The experiments clearly demonstrate what happens during the lifetime of a plume, which can take 30-50 million years to reach the surface after it starts to rise, Manga said. The mantle rock, which has a viscosity comparable to glass, is heated by the hotter core and begins to rise. As it does so, the head balloons out, trailing a thin conduit, like a soda straw, that connects it to the bottom of the mantle. This conduit, perhaps only six miles (10 km) across, sucks up the dense, low viscosity material through its center, drawing it to the surface along with hot mantle rock.

Above a certain depth, the head of the plume begins to melt and spread out under the crust, until it finds a crack and pours through. The theory of mantle plumes predicts an initial flood of lava lasting tens of millions of years, which means that each hot spot should have an associated flood basalt. The initial burst of lava from the Hawaiian hot spot has been slurped back into the Earth at a subduction zone, but other major flood basalts, such as the Siberian and India's Deccan Traps, are at the end of an arc of volcanoes and thus fit this model.

Lava can flow for several million years and create flood basalts as large as 10 million cubic kilometers - an outflow rate of about 10 cubic kilometers per year. That volume would submerge San Francisco each year beneath 270 feet of lava, with only the top of City Hall's dome peeking out.

After the plume head has dissipated, the conduit remains in place indefinitely, periodically erupting and dotting the surface of the plates with a chain of volcanoes.

Jellinek and Manga hope to find evidence to support their theory.

"We hope to see if we can find evidence in the geochemical record of the entrapped material from the dense layer," Manga said. "This also provides a way to predict what the material is like where the hot spot came from at the core-mantle boundary."
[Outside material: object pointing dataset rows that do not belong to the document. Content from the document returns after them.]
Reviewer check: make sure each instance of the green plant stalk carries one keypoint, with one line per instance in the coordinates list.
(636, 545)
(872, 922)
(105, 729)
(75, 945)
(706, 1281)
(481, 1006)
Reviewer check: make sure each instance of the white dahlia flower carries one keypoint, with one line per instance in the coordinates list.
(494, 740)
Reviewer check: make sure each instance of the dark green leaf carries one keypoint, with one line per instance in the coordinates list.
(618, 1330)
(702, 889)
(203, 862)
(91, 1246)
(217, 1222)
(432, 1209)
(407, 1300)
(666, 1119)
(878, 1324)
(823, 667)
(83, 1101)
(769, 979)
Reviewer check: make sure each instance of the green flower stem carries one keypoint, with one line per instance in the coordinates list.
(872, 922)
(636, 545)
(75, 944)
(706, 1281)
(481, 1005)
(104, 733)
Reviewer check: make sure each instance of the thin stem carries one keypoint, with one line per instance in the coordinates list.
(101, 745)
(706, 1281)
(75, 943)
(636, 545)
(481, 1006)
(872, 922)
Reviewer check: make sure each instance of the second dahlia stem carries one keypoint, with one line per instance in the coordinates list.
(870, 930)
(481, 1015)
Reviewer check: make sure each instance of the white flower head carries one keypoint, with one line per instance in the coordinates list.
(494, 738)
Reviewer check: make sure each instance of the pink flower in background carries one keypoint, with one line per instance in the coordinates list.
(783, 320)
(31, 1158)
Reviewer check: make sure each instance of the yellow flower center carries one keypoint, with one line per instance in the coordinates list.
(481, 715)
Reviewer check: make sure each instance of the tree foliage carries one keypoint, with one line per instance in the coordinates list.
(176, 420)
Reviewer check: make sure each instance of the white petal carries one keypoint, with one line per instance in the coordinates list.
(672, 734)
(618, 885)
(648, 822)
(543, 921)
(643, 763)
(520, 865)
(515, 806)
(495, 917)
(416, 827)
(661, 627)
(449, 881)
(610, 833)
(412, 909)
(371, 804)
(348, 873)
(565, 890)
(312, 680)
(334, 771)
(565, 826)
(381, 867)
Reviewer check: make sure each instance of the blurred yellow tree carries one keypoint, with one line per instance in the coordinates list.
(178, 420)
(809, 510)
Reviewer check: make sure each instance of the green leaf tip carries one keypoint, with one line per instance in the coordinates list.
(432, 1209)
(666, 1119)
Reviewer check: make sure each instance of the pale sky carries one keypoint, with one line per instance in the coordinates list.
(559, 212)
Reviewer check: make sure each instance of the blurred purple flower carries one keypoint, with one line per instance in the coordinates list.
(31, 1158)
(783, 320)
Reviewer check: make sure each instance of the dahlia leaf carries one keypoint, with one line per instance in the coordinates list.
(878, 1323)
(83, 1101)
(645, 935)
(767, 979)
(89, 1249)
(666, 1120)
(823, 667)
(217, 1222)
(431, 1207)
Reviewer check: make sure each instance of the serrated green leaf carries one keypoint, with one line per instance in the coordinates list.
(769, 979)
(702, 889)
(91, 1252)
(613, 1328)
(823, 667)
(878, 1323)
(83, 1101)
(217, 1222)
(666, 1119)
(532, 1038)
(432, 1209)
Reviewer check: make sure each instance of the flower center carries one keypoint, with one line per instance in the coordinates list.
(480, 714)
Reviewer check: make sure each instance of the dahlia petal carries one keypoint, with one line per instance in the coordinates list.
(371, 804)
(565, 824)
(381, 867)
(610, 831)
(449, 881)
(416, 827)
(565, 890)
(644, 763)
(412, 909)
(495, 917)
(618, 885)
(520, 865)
There are two reigning hypotheses about the origin of this dense material. One is that the core has partially melted some of the mantle rock, even at the high pressures near the core. The partial melt would be less viscous than the overlying mantle.

An alternative theory is that bits of the core have become mixed with mantle rock, forming an iron and silicon slurry that would be less dense than the mantle material.
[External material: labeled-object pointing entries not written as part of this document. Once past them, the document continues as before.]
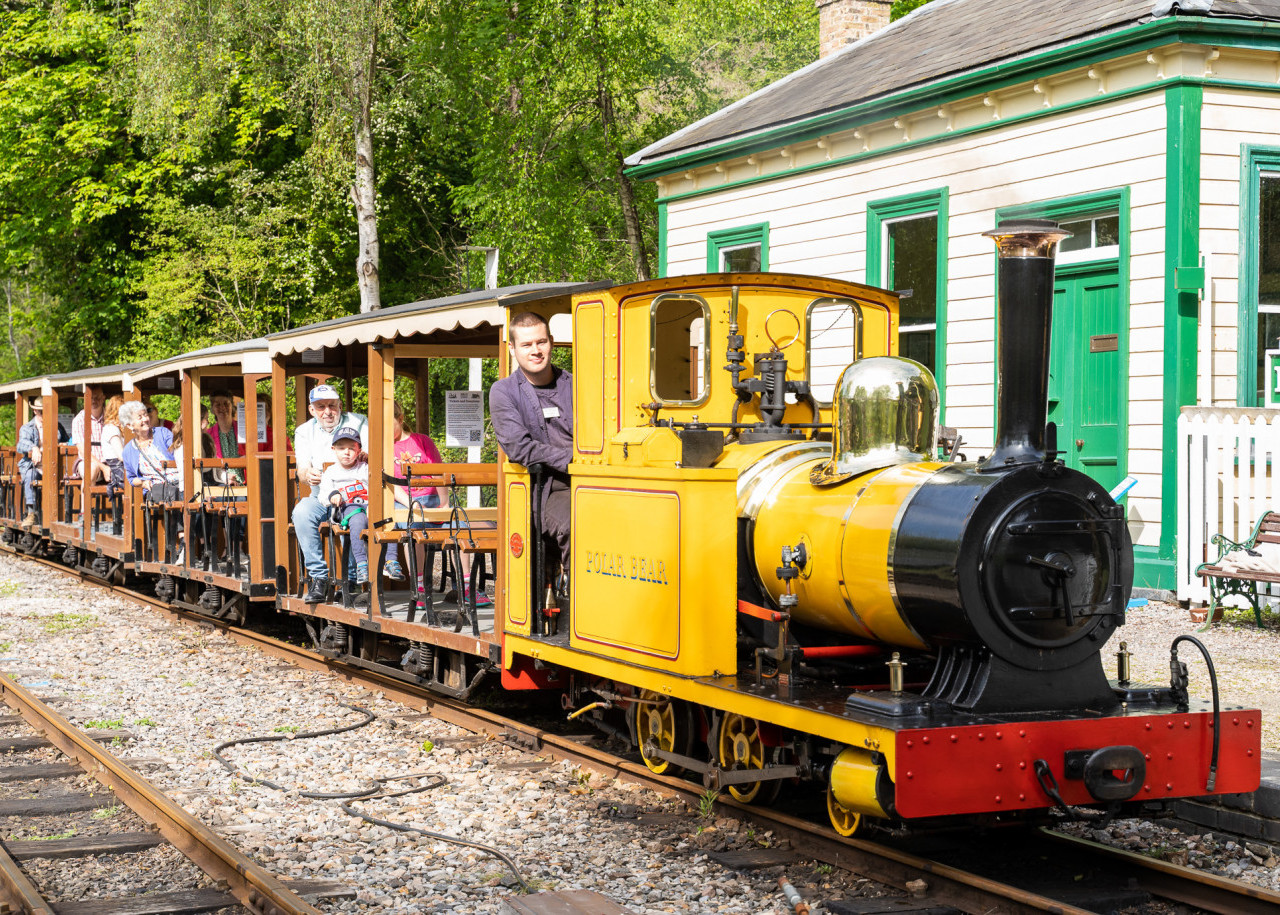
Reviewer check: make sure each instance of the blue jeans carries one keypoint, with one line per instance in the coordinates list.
(28, 474)
(307, 516)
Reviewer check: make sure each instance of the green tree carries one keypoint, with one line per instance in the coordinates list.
(551, 95)
(901, 8)
(71, 181)
(316, 64)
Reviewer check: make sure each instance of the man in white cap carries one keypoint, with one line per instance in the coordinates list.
(30, 453)
(312, 445)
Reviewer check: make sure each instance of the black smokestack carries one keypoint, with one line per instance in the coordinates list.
(1024, 316)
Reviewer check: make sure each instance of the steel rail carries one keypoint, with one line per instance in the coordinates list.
(19, 892)
(945, 884)
(248, 882)
(1198, 888)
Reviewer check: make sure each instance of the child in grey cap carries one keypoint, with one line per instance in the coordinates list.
(346, 484)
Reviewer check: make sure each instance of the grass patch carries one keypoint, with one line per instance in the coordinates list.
(65, 622)
(105, 723)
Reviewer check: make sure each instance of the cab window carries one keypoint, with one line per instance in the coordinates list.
(680, 367)
(835, 341)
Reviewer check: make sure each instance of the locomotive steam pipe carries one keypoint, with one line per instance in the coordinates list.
(1027, 250)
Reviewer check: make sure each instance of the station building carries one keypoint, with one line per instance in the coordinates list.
(1150, 128)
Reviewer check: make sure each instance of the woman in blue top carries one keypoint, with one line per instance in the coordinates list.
(145, 458)
(146, 453)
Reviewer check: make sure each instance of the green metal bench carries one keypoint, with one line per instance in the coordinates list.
(1229, 579)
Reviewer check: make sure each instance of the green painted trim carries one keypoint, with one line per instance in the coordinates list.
(1150, 570)
(1132, 40)
(1183, 108)
(880, 211)
(1077, 206)
(662, 239)
(736, 237)
(1253, 161)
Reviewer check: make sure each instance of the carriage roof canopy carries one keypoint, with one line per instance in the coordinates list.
(938, 40)
(466, 311)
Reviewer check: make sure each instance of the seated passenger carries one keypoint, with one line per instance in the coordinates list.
(30, 456)
(312, 444)
(145, 458)
(146, 453)
(227, 434)
(533, 417)
(344, 484)
(96, 470)
(113, 444)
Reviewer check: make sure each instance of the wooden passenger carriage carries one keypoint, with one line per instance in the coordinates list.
(216, 571)
(455, 644)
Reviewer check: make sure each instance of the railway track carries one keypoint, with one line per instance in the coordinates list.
(41, 792)
(961, 887)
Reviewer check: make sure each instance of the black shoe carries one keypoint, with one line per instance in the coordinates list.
(318, 590)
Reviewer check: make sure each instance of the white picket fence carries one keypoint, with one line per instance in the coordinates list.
(1228, 476)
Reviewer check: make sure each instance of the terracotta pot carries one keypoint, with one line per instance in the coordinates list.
(1201, 613)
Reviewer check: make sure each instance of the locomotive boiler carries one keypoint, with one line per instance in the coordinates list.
(1013, 571)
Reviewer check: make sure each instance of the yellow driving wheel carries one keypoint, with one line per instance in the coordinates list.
(740, 746)
(668, 723)
(842, 820)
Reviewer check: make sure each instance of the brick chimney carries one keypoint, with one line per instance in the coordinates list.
(842, 22)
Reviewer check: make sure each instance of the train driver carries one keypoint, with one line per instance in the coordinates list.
(533, 417)
(312, 443)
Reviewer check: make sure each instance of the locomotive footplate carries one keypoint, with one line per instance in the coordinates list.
(1023, 764)
(716, 777)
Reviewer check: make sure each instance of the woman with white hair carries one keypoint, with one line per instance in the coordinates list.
(146, 453)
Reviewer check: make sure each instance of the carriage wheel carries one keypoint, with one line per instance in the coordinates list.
(740, 746)
(670, 723)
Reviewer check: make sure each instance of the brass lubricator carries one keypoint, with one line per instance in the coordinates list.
(1123, 668)
(895, 666)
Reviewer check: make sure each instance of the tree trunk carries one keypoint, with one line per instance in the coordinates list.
(631, 219)
(364, 192)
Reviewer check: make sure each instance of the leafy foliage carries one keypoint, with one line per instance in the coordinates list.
(179, 173)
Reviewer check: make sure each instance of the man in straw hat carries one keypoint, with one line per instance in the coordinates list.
(30, 454)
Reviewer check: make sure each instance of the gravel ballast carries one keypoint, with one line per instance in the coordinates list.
(182, 690)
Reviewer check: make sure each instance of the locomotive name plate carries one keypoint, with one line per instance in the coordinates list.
(626, 568)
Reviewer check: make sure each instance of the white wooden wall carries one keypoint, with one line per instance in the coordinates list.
(1230, 119)
(818, 225)
(1228, 477)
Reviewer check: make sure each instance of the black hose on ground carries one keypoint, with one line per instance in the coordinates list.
(371, 792)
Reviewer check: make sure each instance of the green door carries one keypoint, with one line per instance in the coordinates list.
(1086, 370)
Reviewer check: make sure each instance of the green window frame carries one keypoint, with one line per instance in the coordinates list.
(740, 237)
(1255, 160)
(881, 211)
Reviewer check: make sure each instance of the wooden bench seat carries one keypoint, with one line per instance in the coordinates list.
(1242, 575)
"Because the plume should drag up bits of the dense layer, we should be able to find evidence of its composition in the flood basalts associated with hot spots," Jellinek said.

The two scientists plan to continue their experiments and have built an even larger tank to hold nearly two tons of corn syrup for another simulation of the mantle, including its interaction with the constantly moving crust.

The research is supported by the National Science Foundation and UC Berkeley's Miller Institute for Basic Research in Science.